Convert the encyclopedia vocabulary based on the MediaWiki framework into an Rime dictionary

This article is transcoded by SimpRead, original at sspai.com

The open-source input method RIME, combined with carefully developed input schemes like Wusong Pinyin, already meets daily needs—it usually comes with comprehensive common word libraries.

However, these everyday word libraries cannot cover everything, and specialized vocabulary in some fields may not be included. For example, when I write articles about games or animated series, I often encounter character names, place names, and terminology not recorded by the input method. Therefore, I often have to futz around with the candidate words, unknowingly greatly reducing input efficiency.

Fortunately, RIME users can stand on the shoulders of MediaWiki encyclopedia volunteers [Note 1]. The entries of these encyclopedias themselves are very rich and professional corpora.

MediaWiki is an encyclopedia platform developed by the Wikimedia Foundation, and Wikipedia is built on it. Well-known platforms such as Moegirlpedia, Bilibili Game Wiki (BWiki) are also constructed based on MediaWiki. You can use the tool MW2Fcitx (MediaWiki To Fcitx) to turn these encyclopedia entry names into RIME dictionaries, greatly expanding your RIME input experience.

Background: How did I discover MW2Fcitx?

My main laptop runs Arch Linux.
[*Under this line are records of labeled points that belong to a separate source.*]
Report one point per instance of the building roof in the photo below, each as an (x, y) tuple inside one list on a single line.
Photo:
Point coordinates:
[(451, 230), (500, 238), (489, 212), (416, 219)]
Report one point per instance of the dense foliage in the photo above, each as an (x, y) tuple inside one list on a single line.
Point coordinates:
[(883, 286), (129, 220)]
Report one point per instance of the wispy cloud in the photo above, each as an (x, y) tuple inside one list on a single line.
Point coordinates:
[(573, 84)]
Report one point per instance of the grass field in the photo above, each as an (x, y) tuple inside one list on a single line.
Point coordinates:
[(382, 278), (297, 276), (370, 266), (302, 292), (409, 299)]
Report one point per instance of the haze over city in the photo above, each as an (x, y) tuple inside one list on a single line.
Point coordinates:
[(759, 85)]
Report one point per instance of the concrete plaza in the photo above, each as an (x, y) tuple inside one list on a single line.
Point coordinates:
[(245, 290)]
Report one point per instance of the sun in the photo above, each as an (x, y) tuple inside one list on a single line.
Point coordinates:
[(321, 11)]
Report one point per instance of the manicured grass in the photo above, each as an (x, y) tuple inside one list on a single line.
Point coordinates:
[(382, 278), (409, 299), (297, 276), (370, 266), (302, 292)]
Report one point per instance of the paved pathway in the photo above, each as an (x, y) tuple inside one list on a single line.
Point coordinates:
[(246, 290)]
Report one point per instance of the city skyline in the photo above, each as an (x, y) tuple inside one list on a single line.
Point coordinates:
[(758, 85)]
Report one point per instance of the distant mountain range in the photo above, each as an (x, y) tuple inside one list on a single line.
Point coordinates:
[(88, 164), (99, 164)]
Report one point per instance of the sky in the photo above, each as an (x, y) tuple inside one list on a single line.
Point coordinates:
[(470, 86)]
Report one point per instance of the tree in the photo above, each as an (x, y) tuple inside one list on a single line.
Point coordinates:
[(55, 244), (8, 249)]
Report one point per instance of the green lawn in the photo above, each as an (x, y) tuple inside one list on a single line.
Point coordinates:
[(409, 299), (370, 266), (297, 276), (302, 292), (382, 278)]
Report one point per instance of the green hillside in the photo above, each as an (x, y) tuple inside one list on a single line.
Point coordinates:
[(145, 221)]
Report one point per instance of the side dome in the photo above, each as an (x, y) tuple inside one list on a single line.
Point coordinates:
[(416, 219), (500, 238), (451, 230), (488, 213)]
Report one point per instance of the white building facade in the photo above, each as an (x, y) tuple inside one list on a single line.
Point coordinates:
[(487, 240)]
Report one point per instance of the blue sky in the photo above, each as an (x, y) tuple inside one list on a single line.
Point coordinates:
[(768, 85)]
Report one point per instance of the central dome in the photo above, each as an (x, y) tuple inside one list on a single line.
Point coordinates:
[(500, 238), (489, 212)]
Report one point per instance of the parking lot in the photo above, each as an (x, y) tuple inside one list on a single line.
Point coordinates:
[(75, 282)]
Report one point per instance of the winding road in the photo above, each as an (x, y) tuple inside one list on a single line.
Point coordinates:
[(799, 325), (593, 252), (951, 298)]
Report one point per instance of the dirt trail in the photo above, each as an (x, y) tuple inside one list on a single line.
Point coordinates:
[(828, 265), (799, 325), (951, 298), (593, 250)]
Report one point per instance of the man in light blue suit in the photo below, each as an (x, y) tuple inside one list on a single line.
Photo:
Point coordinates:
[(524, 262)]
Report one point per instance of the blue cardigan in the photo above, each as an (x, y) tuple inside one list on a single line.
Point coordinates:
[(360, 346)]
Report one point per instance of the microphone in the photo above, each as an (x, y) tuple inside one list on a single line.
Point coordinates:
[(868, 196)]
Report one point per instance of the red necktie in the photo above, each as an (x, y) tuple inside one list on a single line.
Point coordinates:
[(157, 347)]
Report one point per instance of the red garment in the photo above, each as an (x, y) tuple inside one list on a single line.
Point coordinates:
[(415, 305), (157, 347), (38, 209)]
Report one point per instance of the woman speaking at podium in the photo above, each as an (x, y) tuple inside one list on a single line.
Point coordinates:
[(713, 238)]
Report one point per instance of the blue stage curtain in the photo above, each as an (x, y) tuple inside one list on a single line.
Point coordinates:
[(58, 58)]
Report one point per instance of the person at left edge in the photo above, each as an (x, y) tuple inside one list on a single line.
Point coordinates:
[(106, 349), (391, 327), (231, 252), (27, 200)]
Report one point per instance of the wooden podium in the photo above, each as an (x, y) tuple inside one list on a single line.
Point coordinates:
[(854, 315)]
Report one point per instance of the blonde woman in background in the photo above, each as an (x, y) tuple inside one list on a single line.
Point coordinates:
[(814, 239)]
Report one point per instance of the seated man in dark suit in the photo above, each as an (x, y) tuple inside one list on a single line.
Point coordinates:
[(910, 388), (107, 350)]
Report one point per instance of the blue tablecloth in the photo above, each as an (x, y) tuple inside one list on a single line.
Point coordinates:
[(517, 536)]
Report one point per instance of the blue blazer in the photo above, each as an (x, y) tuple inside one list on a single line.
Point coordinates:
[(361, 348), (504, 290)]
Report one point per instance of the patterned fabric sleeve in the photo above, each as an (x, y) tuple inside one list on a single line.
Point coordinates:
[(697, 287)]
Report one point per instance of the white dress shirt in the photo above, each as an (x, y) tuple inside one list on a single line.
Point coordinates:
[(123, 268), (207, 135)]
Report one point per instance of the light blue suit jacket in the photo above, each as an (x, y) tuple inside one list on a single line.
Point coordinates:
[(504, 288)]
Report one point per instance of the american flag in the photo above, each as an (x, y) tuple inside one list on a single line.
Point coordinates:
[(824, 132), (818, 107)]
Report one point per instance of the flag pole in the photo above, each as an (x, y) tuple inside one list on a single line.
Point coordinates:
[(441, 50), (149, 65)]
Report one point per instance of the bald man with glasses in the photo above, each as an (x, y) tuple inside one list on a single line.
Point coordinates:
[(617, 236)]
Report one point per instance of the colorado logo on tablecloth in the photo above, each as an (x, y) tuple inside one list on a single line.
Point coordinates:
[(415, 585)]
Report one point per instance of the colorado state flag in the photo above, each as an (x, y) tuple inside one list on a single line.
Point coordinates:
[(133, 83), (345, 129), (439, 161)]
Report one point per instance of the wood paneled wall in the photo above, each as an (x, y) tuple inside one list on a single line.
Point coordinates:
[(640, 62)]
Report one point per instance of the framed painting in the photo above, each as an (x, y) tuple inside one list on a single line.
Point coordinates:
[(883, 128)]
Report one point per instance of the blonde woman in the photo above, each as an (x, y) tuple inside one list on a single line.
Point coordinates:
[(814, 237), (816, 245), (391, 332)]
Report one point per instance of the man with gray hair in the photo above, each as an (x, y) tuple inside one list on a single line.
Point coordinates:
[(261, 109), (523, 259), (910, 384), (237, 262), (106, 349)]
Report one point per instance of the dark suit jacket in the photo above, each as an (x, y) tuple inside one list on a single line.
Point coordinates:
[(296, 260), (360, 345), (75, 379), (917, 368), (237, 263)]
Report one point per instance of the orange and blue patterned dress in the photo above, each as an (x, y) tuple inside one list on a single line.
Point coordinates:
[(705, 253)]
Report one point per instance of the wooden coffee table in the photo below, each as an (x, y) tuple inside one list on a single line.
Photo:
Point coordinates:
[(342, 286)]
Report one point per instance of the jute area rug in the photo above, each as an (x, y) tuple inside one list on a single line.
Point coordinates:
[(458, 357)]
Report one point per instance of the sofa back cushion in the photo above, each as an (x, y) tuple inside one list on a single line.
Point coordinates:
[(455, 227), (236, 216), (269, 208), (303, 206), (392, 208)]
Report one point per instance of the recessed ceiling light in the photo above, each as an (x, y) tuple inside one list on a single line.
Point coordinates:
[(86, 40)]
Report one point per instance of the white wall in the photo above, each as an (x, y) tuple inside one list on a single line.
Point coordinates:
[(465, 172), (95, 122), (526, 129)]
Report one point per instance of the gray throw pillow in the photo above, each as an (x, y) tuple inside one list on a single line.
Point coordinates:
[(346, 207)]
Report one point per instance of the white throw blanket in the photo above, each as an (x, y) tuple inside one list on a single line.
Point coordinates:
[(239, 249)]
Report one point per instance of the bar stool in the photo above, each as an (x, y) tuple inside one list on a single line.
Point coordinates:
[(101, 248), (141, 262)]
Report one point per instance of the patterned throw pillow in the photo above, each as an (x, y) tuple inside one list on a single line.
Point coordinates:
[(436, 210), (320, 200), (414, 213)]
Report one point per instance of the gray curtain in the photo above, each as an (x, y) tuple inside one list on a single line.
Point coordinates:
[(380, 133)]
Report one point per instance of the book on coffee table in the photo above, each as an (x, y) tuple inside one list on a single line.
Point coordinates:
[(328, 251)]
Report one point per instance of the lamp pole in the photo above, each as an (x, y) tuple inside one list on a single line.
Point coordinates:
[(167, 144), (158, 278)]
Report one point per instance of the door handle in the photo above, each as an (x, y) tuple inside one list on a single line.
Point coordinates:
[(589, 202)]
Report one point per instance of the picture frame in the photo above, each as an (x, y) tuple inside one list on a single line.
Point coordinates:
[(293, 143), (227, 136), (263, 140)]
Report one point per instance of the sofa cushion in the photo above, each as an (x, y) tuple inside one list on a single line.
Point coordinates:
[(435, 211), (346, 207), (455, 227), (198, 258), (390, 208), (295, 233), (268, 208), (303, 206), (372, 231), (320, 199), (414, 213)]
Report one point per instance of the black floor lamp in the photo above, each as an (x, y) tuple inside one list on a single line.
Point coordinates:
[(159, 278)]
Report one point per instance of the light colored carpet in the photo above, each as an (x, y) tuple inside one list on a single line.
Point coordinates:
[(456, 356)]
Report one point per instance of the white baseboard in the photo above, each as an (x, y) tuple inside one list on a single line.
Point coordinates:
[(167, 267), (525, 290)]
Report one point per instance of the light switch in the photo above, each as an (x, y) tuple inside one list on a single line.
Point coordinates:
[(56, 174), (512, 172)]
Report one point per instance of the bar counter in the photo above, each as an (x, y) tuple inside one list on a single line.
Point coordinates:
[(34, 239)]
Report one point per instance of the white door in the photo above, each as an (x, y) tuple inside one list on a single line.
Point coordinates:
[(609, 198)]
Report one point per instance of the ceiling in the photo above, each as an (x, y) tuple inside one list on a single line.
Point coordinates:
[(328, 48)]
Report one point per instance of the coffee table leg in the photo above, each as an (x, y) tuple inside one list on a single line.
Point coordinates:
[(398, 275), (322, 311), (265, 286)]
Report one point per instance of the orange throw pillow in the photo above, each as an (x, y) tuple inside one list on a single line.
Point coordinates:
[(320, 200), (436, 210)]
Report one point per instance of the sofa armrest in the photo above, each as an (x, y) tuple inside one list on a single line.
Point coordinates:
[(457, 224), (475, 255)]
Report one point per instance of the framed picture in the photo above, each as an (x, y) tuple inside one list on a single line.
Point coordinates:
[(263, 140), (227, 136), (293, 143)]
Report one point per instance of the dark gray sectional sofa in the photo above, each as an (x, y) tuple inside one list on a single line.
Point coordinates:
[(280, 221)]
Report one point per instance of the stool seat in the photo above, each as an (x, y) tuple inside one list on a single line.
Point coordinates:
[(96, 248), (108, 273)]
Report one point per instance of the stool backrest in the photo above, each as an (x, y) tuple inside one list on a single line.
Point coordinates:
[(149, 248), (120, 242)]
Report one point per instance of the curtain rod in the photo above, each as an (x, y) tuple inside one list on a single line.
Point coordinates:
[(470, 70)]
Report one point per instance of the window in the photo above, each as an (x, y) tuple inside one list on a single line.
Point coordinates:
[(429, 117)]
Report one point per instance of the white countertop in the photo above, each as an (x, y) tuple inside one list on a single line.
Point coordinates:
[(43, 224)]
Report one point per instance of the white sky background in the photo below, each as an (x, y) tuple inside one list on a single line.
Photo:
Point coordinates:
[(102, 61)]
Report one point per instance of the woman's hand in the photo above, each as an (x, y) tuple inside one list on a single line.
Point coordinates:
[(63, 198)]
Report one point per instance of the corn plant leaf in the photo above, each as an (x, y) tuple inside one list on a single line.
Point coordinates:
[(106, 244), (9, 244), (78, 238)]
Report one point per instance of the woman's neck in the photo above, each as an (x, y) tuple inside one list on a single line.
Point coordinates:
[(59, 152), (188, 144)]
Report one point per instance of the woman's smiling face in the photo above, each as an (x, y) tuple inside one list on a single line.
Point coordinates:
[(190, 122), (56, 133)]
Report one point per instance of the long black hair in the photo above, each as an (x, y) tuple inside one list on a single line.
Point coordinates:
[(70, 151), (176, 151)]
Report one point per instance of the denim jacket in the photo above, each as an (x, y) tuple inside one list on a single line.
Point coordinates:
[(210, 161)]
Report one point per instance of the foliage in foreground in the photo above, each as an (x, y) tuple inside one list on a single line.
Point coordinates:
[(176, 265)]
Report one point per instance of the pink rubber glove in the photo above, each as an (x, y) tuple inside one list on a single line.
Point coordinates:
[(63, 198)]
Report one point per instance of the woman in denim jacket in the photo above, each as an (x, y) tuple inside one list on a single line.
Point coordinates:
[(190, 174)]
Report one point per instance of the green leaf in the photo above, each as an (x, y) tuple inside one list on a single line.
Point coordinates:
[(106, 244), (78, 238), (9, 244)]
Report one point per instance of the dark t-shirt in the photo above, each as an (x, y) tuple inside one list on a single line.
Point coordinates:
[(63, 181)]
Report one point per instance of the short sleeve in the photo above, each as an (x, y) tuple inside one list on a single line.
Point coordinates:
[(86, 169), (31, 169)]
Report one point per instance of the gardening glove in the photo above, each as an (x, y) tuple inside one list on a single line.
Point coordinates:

After configuring the Arch Linux CN repository, I wanted to install the RIME input method and searched for it in Pacman. Then, something magical appeared in the search results:

$ pacman -Ss fcitx rime
...
archlinuxcn/fcitx5-pinyin-moegirl-rime 20220218-1
    Fcitx 5 Pinyin Dictionary from zh.moegirl.org.cn
archlinuxcn/fcitx5-pinyin-zhwiki-rime 20210120-1
    Fcitx 5 Pinyin Dictionary from zh.wikipedia.org for rime
...

Wow, these are dictionaries specially made for RIME, sourced respectively from Moegirlpedia and Wikipedia. The entries of encyclopedia platforms themselves are treasure troves of corpora; adding them can greatly enhance the input experience, no longer struggling to piece together words letter by letter. Especially for Moegirlpedia’s dictionary, it is a great blessing for ACG enthusiasts using Zhongzhouyun, who no longer have to worry about typing out anime or character names!

Obviously, creating these dictionaries does not require manually looking through encyclopedia entries one by one. They are all generated using MW2Fcitx.

MW2Fcitx can call the MediaWiki API to fetch all entry titles from MediaWiki-based encyclopedias and compile them into dictionaries usable by various input methods. Since Wikipedia and Moegirlpedia are based on MediaWiki, MW2Fcitx naturally supports them.

Installing MW2Fcitx

MW2Fcitx is developed in Python. If your computer does not have Python installed, you can refer to the Rookie Tutorial documentation.

Note:

On Windows, you can only use the official version of Python.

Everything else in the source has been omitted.